メインテーマは『持続可能な糖尿病合併症予防を考える』です。 糖尿病患者数の増加、人口の高齢化により糖尿病学、中でも合併症予防や合併症治療に関する研究および臨床への社会的な期待が大きく高まりつつあります。一方、近年、相次いで発表される大規模臨床試験の成績をみますと、糖尿病患者さんの予後改善には血糖のみならず血圧、脂質、肥満、生活習慣など極めて広範囲な管理が求められています。さらに、従来の合併症の概念を超えた様々な糖尿病併存症の問題も大きくなっています。このような広範な疾患や障害の予防管理を行うには従来の専門医を中心とした医療ではもはや限界に達しています。幸い医療の分野には優秀な薬剤師、看護師、栄養士、理学療法士の方々がおられ、糖尿病の専門知識を持った糖尿病療養指導士も多数おられます。また、医薬品の開発状況を見渡しても、従来の血糖降下薬の範疇を超え、糖尿病合併症に有効な薬剤が次々登場しつつあります。さらには地域の保険行政においても腎症の重症化予防対策をはじめとする様々な取り組みとその成果が報告されるようになっています。このような糖尿病合併症を取り巻く状況を受けて、サブテーマとして『地域と経済、医療のクロスオーバー』を掲げて、様々な立場の方に糖尿病合併症対策を俯瞰的に幅広く討議していただきたいと考えています。
開催形式としては利便性を考慮してできるだけコンパクトな会場にて例年通り、受賞講演、シンポジウム、教育講演、ワークショップ形式の一般演題、そして糖尿病眼学会との共同シンポジウム、糖尿病神経障害を考える会学術講演との併催を予定しております。

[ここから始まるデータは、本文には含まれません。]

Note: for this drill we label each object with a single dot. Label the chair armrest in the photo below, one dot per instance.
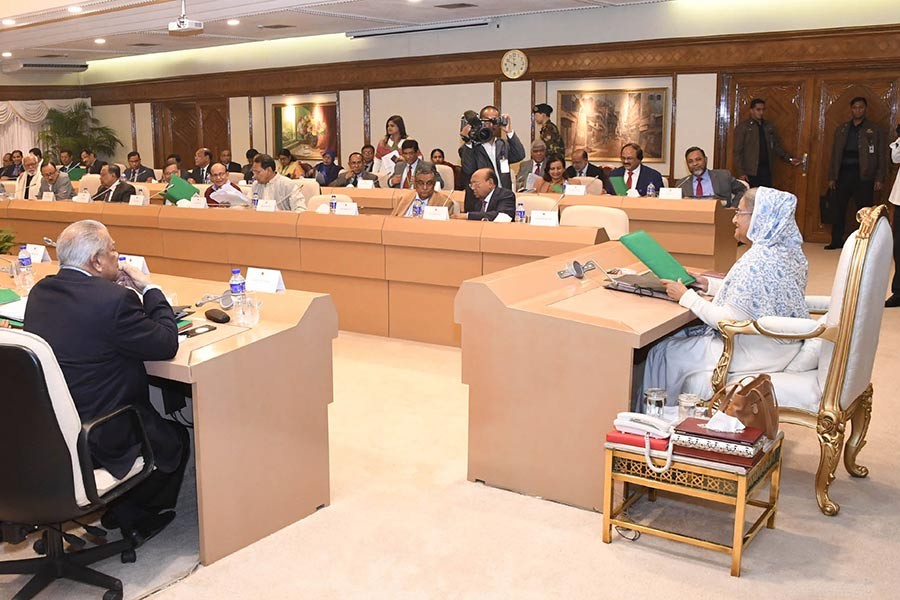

11月の鹿児島はまだまだ秋真っ盛りです。学会での疲れはぜひ雄大な桜島の景色と温泉、そして美味しい食べ物で癒していただければと思います。鹿児島市内およびその近郊には様々な泉質を楽しめる温泉が数多くあります。食べ物では黒毛和牛、黒豚、カツオ、はまち、マグロなどの新鮮な魚、さつま揚やさつま芋等、枚挙にいとまがありません。焼酎の逸品もそれこそ数えきれなくあります。是非、多くの方に鹿児島での糖尿病合併症学会に参加いただき学会と共に鹿児島を楽しんでいただけることを願っています。